La présidente de la formation de jugement a dispensé le rapporteur public, sur sa proposition, de prononcer des conclusions à l'audience.

Les parties ont été régulièrement averties du jour de l'audience.

Le rapport de Mme Aurélie Chauvin, présidente-assesseure, a été entendu au cours de l'audience publique.

Considérant ce qui suit :

1. Mme A... B..., ressortissante algérienne née le 1er mai 1983, est entrée en France le 21 décembre 2014 avec son époux et leurs deux enfants mineurs. Le 27 décembre 2014, Mme B... a sollicité son admission au séjour sur le fondement de l'article 6-5 de l'accord franco-algérien. Par un arrêté du 7 avril 2015, le préfet de la Seine-Maritime lui a refusé la délivrance d'un titre de séjour et lui a fait obligation de quitter le territoire français, décision confirmée par un jugement du tribunal administratif de Rouen du 4 mai 2017 devenu définitif. Le 11 février 2020, Mme B... a sollicité la délivrance d'un titre de séjour sur le fondement du 7° de l'article L. 313-11 du code de l'entrée et du séjour des étrangers et du droit d'asile. Par un arrêté du 15 octobre 2020, le préfet de la Seine-Maritime lui a refusé la délivrance d'un titre de séjour, lui a fait obligation de quitter le territoire français dans un délai de trente jours, a fixé l'Algérie comme pays de destination et a prononcé à son encontre une interdiction de retour d'une durée d'un an et l'a informée de son signalement aux fins de non-admission dans le système d'information Schengen pour la durée d'interdiction de retour. Mme B... relève appel du jugement du 29 janvier 2021 par lequel le tribunal administratif de Rouen a rejeté sa demande tendant à l'annulation de ces décisions.

Sur la décision portant refus de délivrance d'un titre de séjour :

2. Mme B... réitère devant la Cour son moyen tiré du défaut de motivation. Cependant, elle n'apporte pas en appel d'éléments nouveaux de fait ou de droit de nature à remettre en cause l'appréciation portée par le tribunal sur ce moyen. Par suite, il y a lieu de l'écarter, par adoption des motifs retenus à bon droit par les premiers juges au point 2 du jugement attaqué.

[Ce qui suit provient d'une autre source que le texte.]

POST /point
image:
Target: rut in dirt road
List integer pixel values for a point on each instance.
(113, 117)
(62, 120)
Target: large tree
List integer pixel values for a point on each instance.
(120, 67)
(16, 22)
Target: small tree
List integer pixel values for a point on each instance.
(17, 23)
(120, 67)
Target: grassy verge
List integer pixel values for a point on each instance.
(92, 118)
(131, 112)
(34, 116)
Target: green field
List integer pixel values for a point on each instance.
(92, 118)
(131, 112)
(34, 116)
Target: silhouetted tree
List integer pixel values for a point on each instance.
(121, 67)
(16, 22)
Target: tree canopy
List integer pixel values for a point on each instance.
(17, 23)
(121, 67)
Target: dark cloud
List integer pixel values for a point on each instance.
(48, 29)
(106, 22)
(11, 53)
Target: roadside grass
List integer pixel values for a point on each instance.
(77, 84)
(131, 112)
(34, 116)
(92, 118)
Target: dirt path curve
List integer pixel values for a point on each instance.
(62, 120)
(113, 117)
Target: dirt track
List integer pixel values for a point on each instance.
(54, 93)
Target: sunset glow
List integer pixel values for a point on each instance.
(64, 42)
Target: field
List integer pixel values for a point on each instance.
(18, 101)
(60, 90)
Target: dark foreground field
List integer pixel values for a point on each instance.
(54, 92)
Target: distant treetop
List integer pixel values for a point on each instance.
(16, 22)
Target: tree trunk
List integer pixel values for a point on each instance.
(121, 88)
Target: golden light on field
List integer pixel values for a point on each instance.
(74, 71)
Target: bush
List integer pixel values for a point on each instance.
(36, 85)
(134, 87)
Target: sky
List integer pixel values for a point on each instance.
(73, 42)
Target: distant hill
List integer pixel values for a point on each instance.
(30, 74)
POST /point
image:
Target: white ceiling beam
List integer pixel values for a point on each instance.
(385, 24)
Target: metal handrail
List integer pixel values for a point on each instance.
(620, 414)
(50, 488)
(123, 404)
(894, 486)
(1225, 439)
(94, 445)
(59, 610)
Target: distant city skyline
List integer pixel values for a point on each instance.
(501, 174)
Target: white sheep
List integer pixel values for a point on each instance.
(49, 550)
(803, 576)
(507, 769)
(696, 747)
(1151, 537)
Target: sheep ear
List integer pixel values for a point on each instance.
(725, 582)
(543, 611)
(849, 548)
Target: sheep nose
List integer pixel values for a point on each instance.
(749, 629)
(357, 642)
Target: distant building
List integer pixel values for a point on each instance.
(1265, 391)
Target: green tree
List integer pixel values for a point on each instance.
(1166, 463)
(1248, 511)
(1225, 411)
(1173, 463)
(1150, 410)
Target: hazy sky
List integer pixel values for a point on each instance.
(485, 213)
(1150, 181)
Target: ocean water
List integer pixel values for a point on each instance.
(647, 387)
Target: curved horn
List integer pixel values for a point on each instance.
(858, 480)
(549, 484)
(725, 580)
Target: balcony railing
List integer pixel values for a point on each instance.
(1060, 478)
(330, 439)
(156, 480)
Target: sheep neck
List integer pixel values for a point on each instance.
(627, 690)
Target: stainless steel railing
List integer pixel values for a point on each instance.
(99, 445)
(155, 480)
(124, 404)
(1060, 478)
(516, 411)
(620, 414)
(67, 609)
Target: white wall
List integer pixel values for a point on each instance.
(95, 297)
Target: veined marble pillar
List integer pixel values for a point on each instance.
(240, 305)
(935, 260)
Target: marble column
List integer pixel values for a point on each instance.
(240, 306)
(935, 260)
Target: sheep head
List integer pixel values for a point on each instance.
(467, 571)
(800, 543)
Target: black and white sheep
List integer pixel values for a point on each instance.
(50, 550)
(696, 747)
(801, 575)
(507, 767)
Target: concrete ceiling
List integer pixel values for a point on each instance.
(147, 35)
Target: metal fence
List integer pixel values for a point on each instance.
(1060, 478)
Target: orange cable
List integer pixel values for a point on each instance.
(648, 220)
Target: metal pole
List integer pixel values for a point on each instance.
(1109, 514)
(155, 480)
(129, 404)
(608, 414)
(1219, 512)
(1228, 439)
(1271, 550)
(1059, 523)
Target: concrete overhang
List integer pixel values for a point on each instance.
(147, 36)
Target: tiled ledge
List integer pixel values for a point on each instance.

3. Mme B... ne peut utilement se prévaloir des dispositions de la circulaire du 28 novembre 2012 relative aux conditions d'examen des demandes d'admission au séjour déposées par des ressortissants étrangers en situation irrégulière qui ne contient que des orientations générales destinées à éclairer l'autorité préfectorale dans l'exercice de son pouvoir de régularisation.

4. Aux termes de l'article 6 de l'accord franco-algérien du 27 décembre 1968 : " (...) Le certificat de résidence d'un an portant la mention " vie privée et familiale " est délivré de plein droit : (...) / 5. au ressortissant algérien, qui n'entre pas dans les catégories précédentes ou dans celles qui ouvrent droit au regroupement familial, dont les liens personnels et familiaux en France sont tels que le refus d'autoriser son séjour porterait à son droit au respect de sa vie privée et familiale une atteinte disproportionnée au regard des motifs du refus ; / ". Aux termes de l'article 8 de la convention européenne de sauvegarde des droits de l'homme et des libertés fondamentales : " Toute personne a droit au respect de sa vie privée et familiale, de son domicile et de sa correspondance. Il ne peut y avoir ingérence d'une autorité publique dans l'exercice de ce droit que pour autant que cette ingérence est prévue par la loi et qu'elle constitue une mesure qui, dans une société démocratique, est nécessaire à la sécurité nationale, à la sûreté publique, au bien-être économique du pays, à la défense de l'ordre et à la prévention des infractions pénales, à la protection de la santé ou de la morale, ou à la protection des droits et libertés d'autrui. "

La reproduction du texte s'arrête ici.